In addition to Box<T>, Rust provides other smart pointers like Rc<T> and Arc<T> for shared ownership (shared_ptr in C++), Cell<T> and RefCell<T> for interior mutability, and Mutex<T> and RwLock<T> for synchronization, among others. Each smart pointer type has its own characteristics and use cases, allowing you to choose the appropriate one based on your requirements.

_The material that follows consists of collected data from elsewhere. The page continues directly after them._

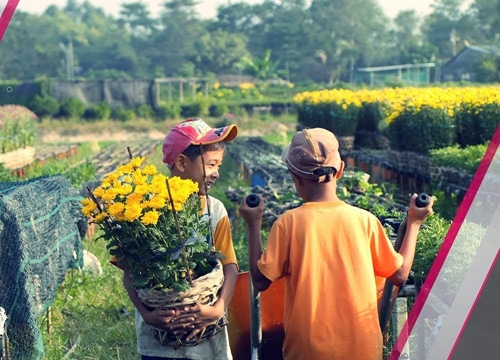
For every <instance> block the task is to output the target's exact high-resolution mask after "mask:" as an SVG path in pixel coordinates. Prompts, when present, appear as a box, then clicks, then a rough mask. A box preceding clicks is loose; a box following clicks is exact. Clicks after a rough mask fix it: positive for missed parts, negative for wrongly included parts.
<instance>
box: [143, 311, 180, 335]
mask: <svg viewBox="0 0 500 360" xmlns="http://www.w3.org/2000/svg"><path fill="white" fill-rule="evenodd" d="M177 315H178V314H177ZM141 316H142V318H143V319H144V322H145V323H146V324H148V325H151V326H154V327H155V328H158V329H160V330H165V331H168V330H169V328H170V325H171V321H172V320H173V319H174V318H175V316H176V312H175V311H174V310H160V309H155V310H153V311H148V312H146V313H144V314H141Z"/></svg>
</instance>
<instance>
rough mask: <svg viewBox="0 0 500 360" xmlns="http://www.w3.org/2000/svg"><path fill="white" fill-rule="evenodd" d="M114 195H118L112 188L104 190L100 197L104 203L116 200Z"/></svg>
mask: <svg viewBox="0 0 500 360" xmlns="http://www.w3.org/2000/svg"><path fill="white" fill-rule="evenodd" d="M116 195H118V193H117V192H116V190H115V189H114V188H109V189H108V190H106V191H105V192H104V194H103V195H102V198H103V199H104V200H106V201H111V200H114V199H115V198H116Z"/></svg>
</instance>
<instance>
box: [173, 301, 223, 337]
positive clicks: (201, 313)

Smart pointers enable you to write safer, more expressive code by encapsulating complex memory management logic and providing clear ownership semantics.

3.4. Lifetimes

The following’s a code from the book.

fn longest(x: &str, y:&str) -> &str {
    if x.len() >= y.len() {
        return x;
    }
    else {
        return y;
    }
}

fn main() {
    let string1 = String::from("abcd");
    let string2 = "xyz";

    let result = longest(string1.as_str(), string2);
    println!("The longest string is {}", result);
}

If you compile the code above, you will get an error

error[E0106]: missing lifetime specifier
 --> src/main.rs:1:32
  |
1 | fn longest(x: &str, y:&str) -> &str {
  |               ----    ----     ^ expected named lifetime parameter
  |
  = help: this function's return type contains a borrowed value, but the signature does not say whether it is borrowed from `x` or `y`
help: consider introducing a named lifetime parameter
  |
1 | fn longest<'a>(x: &'a str, y:&'a str) -> &'a str {
  |           ++++     ++         ++          ++

For more information about this error, try `rustc --explain E0106`.

what is a lifetime?

As we mentioned in 3.1.3. reference, rust compiler prevent the reference outlive the data by using borrow checker : so to speak, try to prevent dangling pointer.

With this function of references signatures, rust compiler worry about the rest of reference. If x is returned, what about y? y could become a dangling pointer. vice versa.

Therefore, we need to notify to compiler (actually for ourselves) that the rest reference will be terminated in the same lifetime of the picked (returned) one.

In function longest, returning a reference to x would invalidate y (become a dangling reference) if x was longer. Lifetimes prevent this by making the references’ validity explicit.

The fixed version is as follows:

fn longest<'a>(x: &'a str, y: &'a str) -> &'a str {
    if x.len() >= y.len() {
        return x;
    } else {
        return y;
    }
}